We found a relatively low prevalence of 1.3% of M. genitalium infections in this population. The result is comparable to the prevalence of 1–4% reported in general populations in high-income countries [7,8,9], but much lower than in studies of African and American WLWH, where the prevalence generally has been much higher [11, 21]. Interestingly, all M. genitalium infected women were from Thailand. Although numbers were small, all three were infected with macrolide susceptible strains of M. genitalium, which may be surprising as the level of macrolide resistance in Thailand is expected to be high, although no precise figures exist. If the women were infected in Denmark, we would expect nearly half to carry resistance mediating mutations [20]. The low prevalence of M. genitalium could be explained by several factors.

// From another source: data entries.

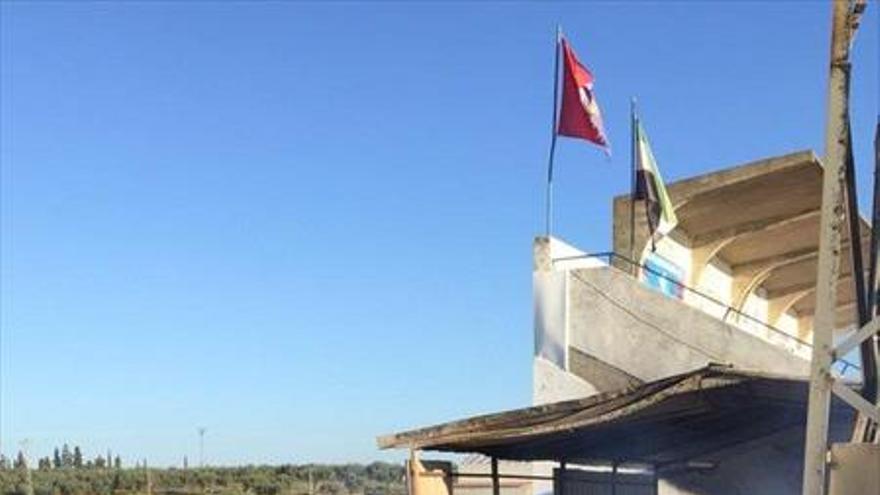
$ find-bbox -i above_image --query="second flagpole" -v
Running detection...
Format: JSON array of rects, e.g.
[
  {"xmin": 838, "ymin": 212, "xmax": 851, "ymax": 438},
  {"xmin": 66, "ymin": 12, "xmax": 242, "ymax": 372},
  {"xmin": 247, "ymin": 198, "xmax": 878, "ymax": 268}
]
[{"xmin": 545, "ymin": 26, "xmax": 562, "ymax": 240}]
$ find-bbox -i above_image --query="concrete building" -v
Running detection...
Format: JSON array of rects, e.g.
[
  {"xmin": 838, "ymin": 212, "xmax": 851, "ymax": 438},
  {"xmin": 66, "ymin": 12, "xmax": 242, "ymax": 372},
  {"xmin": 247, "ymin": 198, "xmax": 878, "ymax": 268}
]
[{"xmin": 380, "ymin": 151, "xmax": 870, "ymax": 495}]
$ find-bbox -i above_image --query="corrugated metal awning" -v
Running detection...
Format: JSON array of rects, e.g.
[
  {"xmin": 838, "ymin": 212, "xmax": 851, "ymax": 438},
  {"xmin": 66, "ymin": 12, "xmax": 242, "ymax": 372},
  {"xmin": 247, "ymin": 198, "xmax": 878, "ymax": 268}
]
[{"xmin": 378, "ymin": 365, "xmax": 852, "ymax": 465}]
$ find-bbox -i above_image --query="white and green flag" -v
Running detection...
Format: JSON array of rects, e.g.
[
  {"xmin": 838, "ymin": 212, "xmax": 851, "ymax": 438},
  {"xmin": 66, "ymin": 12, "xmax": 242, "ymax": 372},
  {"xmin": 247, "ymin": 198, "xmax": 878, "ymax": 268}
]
[{"xmin": 635, "ymin": 122, "xmax": 678, "ymax": 237}]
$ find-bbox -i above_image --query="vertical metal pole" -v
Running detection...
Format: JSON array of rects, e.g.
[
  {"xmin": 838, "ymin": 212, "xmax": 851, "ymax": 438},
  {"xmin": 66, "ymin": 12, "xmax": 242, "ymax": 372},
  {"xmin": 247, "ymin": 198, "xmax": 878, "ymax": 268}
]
[
  {"xmin": 868, "ymin": 120, "xmax": 880, "ymax": 316},
  {"xmin": 492, "ymin": 457, "xmax": 501, "ymax": 495},
  {"xmin": 611, "ymin": 462, "xmax": 617, "ymax": 495},
  {"xmin": 802, "ymin": 0, "xmax": 850, "ymax": 495},
  {"xmin": 557, "ymin": 461, "xmax": 568, "ymax": 495},
  {"xmin": 629, "ymin": 97, "xmax": 639, "ymax": 270},
  {"xmin": 544, "ymin": 26, "xmax": 562, "ymax": 239}
]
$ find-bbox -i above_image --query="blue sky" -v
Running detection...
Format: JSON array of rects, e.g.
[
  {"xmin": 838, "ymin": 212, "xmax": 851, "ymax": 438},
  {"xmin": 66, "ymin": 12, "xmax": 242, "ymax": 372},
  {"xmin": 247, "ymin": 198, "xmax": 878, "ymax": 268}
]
[{"xmin": 0, "ymin": 1, "xmax": 878, "ymax": 464}]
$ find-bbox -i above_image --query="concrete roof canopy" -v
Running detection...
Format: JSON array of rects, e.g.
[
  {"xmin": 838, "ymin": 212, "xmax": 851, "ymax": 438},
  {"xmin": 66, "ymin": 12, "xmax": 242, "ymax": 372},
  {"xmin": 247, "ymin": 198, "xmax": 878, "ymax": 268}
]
[{"xmin": 615, "ymin": 151, "xmax": 871, "ymax": 334}]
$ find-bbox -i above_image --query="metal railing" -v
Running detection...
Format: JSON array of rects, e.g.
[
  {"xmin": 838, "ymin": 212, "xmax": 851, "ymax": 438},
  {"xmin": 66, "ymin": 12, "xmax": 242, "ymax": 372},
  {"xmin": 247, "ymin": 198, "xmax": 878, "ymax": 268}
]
[{"xmin": 551, "ymin": 251, "xmax": 861, "ymax": 375}]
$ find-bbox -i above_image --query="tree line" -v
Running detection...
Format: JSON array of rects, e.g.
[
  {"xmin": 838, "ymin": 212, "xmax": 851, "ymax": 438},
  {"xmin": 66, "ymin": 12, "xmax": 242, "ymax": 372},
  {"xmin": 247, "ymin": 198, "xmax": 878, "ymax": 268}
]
[
  {"xmin": 0, "ymin": 447, "xmax": 406, "ymax": 495},
  {"xmin": 0, "ymin": 443, "xmax": 122, "ymax": 471}
]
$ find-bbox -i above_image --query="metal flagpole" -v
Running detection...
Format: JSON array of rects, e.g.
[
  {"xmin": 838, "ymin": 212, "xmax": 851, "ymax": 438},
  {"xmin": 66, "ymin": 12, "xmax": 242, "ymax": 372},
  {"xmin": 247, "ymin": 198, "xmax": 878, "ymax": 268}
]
[{"xmin": 545, "ymin": 26, "xmax": 562, "ymax": 239}]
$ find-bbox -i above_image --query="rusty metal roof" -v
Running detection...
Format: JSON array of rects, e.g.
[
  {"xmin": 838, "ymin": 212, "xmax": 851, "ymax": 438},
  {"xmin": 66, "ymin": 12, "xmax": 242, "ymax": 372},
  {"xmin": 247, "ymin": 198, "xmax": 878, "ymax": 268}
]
[{"xmin": 377, "ymin": 365, "xmax": 852, "ymax": 465}]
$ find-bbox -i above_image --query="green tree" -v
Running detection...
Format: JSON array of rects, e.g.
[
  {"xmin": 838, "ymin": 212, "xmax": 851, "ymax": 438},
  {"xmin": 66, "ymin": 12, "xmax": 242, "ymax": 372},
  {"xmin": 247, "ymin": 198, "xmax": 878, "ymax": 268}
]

The median age is relatively high in the present study compared to other studies of both WLWH and general populations. Furthermore, the women in this population seemed to be less sexually active than WLWH in other study populations. The majority of the women were in a relationship or had a regular partner. A recent study from France showed a similar low prevalence of M. genitalium (3.8%) among WLWH [22]. The study population was comparable to the present study population with respect to the median age (41.3 and 44 years respectively), race (42 and 55% non-white respectively), and sexual activity. Many of the studies carried out in Africa included women in high-risk populations.

Conclusions

The prevalence of M. genitalium was relatively low in this study population. The result is comparable to the prevalence reported in the general populations in high-income countries. Screening for M. genitalium as part of HIV prevention strategies does not seem relevant in this setting.

Limitations

With only three positive results, there was no basis for a statistical analysis of risk factors associated with M. genitalium infection. The women who participated in this study were generally older and less sexually active than the women in most other studies of HIV and M. genitalium, and most of them were successfully treated with fully supressed HIV RNA.